Les années à venir montreront si le gouvernement ivoirien est en mesure d’exploiter ces quatre infrastructures d’ASTC au bénéfice plus large des petits exploitants agricoles et du secteur agricole national, et peut-être même de procéder à son extension. Le défi est de taille, mais tout à fait réalisable. L’alternative, s’agissant de laisser les petits exploitants agricoles lutter seuls contre la pauvreté et les difficultés de pérennisation de l’agriculture, n’est ni viable ni souhaitable. Avec une gestion adéquate et l’engagement du gouvernement, le modèle d’ASTC pourrait devenir la pierre angulaire du développement de  l’agriculture durable en Côte d’Ivoire.

ASTC à Zikisso

Renforcer la durabilité par l’innovation logistique et financière

Au-delà de la gouvernance opérationnelle, la longévité des ASTC passe par des investissements ciblés dans des services complémentaires rarement abordés : la création d’espaces de stockage réfrigéré, la mise en place de plateformes de valorisation post-récolte, traçabilité et chaîne logistique et le développement de filières de transformation locale. Ces leviers réduisent les pertes après récolte, améliorent la qualité des produits et ouvrent de nouvelles opportunités de valorisation (conserves, conditionnement, ingrédients agro-industriels). L’intégration de pratiques d’économie circulaire — compostage des résidus, réutilisation des eaux de lavage et valorisation des coproduits — peut aussi générer des revenus additionnels tout en limitant l’empreinte environnementale. Enfin, l’adoption de solutions de mécanisation légère et d’irrigation goutte-à-goutte adaptées aux petites exploitations permet d’optimiser les rendements sans imposer des coûts fixes prohibitif.
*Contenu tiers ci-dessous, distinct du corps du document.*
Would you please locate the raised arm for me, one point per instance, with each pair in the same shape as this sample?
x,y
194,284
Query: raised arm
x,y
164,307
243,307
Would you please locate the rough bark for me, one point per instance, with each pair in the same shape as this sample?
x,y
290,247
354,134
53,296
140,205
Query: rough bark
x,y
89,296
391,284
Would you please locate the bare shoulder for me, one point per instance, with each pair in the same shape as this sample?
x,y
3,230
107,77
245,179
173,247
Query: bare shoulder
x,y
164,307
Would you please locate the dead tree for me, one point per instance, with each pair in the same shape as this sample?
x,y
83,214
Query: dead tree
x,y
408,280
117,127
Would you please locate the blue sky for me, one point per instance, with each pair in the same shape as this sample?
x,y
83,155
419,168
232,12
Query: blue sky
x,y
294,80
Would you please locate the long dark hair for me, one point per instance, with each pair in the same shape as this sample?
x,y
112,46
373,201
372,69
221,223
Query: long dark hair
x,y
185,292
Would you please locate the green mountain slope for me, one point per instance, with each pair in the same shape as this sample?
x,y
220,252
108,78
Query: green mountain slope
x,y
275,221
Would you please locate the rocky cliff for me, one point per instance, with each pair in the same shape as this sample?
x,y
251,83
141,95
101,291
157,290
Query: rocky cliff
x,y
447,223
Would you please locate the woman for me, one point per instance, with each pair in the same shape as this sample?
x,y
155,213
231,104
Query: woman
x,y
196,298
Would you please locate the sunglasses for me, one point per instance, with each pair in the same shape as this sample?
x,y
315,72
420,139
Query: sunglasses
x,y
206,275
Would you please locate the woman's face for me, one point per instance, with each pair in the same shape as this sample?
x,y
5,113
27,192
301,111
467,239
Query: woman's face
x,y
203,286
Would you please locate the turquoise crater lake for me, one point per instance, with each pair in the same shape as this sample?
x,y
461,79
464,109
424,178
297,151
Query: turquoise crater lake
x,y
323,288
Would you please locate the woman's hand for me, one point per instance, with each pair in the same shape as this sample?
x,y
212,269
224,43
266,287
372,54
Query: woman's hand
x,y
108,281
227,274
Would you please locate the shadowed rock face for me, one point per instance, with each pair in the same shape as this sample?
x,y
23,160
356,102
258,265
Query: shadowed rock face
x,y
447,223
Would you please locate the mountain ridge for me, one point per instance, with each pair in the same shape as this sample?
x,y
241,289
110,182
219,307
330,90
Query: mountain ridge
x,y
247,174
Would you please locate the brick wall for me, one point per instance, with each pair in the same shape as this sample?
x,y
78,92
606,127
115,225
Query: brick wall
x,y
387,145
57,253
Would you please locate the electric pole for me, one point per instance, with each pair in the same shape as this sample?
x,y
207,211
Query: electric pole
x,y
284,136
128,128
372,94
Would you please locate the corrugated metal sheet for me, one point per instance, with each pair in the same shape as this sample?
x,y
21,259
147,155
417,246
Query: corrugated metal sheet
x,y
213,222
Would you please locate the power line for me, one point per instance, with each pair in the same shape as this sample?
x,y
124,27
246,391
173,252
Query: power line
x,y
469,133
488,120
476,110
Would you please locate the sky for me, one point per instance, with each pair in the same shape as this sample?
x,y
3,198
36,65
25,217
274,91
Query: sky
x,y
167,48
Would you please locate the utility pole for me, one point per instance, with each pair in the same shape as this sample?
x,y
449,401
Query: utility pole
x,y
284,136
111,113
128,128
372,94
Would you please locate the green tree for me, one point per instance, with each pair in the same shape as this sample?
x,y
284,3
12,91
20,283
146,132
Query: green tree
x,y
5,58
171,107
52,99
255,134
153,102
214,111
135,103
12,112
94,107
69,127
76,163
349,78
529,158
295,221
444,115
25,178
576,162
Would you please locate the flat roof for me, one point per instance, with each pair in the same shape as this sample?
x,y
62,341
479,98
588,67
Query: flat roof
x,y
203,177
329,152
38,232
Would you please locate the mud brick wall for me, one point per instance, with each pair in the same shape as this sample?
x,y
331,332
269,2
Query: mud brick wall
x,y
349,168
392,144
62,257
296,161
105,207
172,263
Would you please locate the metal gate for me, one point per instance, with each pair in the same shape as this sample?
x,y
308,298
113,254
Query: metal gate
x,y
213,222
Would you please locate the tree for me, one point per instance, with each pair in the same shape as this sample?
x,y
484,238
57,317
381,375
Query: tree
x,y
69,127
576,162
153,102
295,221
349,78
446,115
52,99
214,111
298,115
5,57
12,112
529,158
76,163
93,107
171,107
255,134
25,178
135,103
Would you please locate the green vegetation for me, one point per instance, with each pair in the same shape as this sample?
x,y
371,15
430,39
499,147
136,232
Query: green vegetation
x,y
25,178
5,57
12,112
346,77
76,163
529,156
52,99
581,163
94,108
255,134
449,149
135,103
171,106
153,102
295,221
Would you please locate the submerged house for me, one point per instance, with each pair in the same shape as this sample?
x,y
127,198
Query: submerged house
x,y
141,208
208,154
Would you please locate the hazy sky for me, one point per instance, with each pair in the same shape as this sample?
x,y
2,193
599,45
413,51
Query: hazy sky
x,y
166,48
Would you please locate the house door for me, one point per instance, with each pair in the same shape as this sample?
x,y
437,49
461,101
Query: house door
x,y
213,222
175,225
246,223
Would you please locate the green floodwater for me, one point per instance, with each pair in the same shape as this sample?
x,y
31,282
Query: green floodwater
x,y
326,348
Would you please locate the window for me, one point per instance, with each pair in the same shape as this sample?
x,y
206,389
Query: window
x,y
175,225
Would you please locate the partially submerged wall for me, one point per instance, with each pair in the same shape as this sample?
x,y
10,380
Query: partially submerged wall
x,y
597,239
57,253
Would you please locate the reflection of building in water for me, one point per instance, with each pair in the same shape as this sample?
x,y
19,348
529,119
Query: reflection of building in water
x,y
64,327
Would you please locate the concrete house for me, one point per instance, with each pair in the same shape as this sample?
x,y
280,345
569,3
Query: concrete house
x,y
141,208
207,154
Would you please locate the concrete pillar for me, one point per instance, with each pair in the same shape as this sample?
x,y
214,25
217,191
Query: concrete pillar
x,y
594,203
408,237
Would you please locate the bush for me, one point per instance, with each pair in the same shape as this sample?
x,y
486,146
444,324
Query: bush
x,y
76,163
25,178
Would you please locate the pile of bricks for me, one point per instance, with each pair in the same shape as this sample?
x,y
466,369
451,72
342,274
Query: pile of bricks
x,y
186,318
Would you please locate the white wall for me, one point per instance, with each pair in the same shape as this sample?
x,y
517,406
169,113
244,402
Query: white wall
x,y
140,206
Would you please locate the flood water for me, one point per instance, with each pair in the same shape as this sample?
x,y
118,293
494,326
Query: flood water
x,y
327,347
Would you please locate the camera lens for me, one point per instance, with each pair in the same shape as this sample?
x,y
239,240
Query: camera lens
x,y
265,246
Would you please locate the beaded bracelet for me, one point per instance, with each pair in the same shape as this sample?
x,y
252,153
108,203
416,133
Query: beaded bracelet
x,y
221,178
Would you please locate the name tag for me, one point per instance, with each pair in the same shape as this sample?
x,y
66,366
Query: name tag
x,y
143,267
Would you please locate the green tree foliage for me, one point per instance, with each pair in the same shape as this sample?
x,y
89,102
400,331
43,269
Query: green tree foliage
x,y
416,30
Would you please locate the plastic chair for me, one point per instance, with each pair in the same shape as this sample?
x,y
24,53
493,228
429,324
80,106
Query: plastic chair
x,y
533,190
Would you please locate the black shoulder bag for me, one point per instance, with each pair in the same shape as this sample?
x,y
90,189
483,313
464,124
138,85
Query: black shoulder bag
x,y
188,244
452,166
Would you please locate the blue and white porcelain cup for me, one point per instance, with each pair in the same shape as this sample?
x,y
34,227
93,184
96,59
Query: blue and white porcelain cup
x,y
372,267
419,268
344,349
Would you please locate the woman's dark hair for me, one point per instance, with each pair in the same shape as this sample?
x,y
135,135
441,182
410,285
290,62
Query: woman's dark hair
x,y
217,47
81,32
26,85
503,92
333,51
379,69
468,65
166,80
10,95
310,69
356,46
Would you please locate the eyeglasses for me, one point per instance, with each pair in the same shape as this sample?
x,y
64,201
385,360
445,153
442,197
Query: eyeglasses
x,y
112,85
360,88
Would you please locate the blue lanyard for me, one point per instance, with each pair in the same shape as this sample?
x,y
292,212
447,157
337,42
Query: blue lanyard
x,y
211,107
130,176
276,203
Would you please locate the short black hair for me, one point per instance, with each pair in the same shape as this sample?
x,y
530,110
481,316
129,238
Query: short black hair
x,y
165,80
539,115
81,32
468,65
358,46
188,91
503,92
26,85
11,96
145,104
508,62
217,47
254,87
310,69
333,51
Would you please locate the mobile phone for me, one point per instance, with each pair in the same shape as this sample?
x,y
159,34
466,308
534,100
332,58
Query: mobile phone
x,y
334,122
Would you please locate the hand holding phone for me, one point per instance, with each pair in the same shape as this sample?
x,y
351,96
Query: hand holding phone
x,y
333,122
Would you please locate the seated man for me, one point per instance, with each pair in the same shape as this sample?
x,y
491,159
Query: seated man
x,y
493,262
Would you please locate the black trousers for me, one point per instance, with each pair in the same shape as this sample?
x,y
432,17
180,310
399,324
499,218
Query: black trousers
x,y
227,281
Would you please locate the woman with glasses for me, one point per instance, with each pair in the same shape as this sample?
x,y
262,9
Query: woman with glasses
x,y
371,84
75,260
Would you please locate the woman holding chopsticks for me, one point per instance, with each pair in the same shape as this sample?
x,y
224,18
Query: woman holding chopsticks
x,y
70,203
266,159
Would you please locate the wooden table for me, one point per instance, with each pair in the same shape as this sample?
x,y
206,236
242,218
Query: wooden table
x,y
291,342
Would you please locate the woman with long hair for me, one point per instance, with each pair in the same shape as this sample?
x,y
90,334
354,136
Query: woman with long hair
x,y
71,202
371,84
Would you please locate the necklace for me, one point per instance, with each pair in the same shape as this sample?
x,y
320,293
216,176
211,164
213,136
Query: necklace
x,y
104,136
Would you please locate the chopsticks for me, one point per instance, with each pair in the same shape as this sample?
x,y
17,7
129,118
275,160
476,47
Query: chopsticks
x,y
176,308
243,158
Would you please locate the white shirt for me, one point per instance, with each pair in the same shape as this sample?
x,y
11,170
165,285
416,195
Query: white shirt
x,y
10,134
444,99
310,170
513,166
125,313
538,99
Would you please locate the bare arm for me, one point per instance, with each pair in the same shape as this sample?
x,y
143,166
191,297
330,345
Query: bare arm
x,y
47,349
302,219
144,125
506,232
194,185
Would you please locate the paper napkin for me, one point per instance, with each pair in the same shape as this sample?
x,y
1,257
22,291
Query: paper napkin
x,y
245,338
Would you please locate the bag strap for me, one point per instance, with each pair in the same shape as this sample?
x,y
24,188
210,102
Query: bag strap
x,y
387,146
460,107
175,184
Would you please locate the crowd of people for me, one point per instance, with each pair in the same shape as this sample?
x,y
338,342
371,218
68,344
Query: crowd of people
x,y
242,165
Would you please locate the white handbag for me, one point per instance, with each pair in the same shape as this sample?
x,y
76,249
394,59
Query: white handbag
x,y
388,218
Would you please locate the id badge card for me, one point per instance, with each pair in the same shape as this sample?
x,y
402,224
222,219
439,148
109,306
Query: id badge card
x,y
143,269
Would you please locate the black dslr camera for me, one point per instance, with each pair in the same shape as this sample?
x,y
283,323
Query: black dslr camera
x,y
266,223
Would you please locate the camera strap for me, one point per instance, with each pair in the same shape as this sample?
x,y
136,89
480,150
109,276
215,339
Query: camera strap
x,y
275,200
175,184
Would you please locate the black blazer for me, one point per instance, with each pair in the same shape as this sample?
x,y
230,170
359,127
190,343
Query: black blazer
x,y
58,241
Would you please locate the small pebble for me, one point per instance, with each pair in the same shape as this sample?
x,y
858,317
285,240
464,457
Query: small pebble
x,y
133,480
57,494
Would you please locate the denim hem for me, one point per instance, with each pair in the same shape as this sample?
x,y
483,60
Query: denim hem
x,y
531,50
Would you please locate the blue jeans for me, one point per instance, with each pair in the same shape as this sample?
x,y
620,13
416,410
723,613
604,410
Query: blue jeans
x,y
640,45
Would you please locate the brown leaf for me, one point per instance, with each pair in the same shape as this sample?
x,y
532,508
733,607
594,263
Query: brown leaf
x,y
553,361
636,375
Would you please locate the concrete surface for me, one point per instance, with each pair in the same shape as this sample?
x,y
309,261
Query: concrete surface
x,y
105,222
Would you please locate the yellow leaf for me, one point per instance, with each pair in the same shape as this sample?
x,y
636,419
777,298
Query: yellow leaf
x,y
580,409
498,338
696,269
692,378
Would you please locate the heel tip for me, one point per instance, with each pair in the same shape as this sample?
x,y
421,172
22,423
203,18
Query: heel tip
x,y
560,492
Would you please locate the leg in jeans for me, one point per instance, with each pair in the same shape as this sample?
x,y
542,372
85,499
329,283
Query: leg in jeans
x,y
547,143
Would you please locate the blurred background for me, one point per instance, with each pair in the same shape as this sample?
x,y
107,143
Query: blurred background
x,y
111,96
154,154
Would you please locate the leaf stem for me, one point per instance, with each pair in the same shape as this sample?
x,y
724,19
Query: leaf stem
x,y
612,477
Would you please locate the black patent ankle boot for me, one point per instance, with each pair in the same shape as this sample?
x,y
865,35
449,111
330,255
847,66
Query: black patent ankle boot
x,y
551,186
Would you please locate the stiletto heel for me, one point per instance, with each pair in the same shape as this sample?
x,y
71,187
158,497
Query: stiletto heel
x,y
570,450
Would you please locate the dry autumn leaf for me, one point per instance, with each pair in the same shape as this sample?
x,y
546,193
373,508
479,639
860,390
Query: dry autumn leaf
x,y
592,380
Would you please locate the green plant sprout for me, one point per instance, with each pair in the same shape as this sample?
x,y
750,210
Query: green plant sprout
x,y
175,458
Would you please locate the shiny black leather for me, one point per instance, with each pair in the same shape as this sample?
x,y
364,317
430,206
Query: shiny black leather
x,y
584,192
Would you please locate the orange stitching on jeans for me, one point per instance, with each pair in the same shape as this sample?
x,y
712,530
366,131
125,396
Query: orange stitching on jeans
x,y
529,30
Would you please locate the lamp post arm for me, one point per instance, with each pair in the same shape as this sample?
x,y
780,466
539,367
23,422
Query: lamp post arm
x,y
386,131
Pour assurer le passage à l’échelle, il est nécessaire d’élaborer des montages financiers innovants : fonds rotatifs, microcrédit agricole, et instruments d’assurance indexée contre les aléas climatiques peuvent sécuriser les revenus des exploitants et rendre les PAC plus attractifs pour des partenaires financiers. Parallèlement, le recours à des outils numériques de suivi (cartographie parcellaire, télédétection, tableaux de bord d’indicateurs de performance) facilite le pilotage et la transparence, favorisant la confiance des acteurs et l’accès aux marchés exigeants. Un focus sur l’inclusion des jeunes et des femmes via des parcours d’entrepreneuriat rural et des incubateurs locaux peut accélérer l’innovation et assurer une relève durable. En combinant logistique, financement et technologies légères, les ASTC gagneront en résilience opérationnelle et en impact socio-économique, préparant ainsi le terrain pour une diffusion maîtrisée du modèle à l’échelle régionale.